If It Were Easy

It’s been a while… as usual.

I’ve started working on my novel again, in fits and starts. I determined, with my coach, that my deadline for being done the draft should be March 31, with May 31 as a backstop. (In other words, I’ll aim for the nearer deadline, but be content if it takes me ’til the later one.)

I agreed to set aside two one-hour blocks a day, five days a week, to work on the project. I haven’t exactly done that. But I have worked on it for a couple of hours in the past week… which is more than in the previous months.

So be it.

I have a stack of index cards I made when I first planned out the book, and I’m adding to them: there are scenes in there that don’t fit the story anymore, or never made it into the draft in the first place. And now I’m revamping a lot of the last half of the book, introducing a different antagonist, etc. It feels good, but it still feels like the project is on the periphery of my awareness, like, I try to remember to work on it, ever.

I had an idea recently, that it’s not just you either build a habit of writing every day, or nothing. It’s worse:

If you’re not building a habit of writing every day, you’re building a habit of NOT WRITING. Which is going to make it fucking hard to get a novel done, believe me.

Yikes.

Sounds dreadful, right? But there’s another side to it: this question that Tim Ferriss has mentioned asking himself:

What would this look like if it were easy?

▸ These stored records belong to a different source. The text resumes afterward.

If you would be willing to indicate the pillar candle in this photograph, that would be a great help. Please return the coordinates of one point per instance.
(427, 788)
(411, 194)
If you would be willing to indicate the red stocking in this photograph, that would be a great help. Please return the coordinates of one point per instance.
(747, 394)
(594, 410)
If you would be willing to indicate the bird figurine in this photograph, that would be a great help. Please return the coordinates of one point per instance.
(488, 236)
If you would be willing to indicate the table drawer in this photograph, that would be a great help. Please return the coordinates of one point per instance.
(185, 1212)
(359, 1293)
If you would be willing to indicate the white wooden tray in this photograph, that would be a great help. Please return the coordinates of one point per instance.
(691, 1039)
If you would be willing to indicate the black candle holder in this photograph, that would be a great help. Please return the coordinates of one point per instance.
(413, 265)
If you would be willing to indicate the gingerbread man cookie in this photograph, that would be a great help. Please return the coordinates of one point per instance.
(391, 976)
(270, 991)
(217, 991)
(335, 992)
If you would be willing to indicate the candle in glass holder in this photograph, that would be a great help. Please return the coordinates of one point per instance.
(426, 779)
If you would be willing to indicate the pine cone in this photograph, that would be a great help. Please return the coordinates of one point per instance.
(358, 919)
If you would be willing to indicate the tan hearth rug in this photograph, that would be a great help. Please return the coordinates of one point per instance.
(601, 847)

Fact is, it’s not real hard to put a little time into the book every day, even if it’s just a few minutes. Just one card, just one scene. It’s when the whole project turns into this big ball of feeling bad about yourself that it seems impossible. It’s not impossible, it isn’t even a big deal.

Even writing regular posts for this blog: what would it look like if it were easy? I got the idea for what I’m writing right now whilst washing dishes, and why not just sit down and type it out, half-formed, edit it… it’s fine. It’s something. It’s a record that I exist, instead of no such record. If I write a book, if I write a hundred books, that’s all they’ll be. I’m not out to change the world, just have something other than my eventual epitaph that says, “Hi. I was here.”

I’m not sure this is a very good post. Know what? I’m publishing it anyway. The way to get better is to just write a thing and then write another thing… Whenever I think too hard about what I’m doing, I just don’t do it. And that’s the only surefire way to fuck everything up.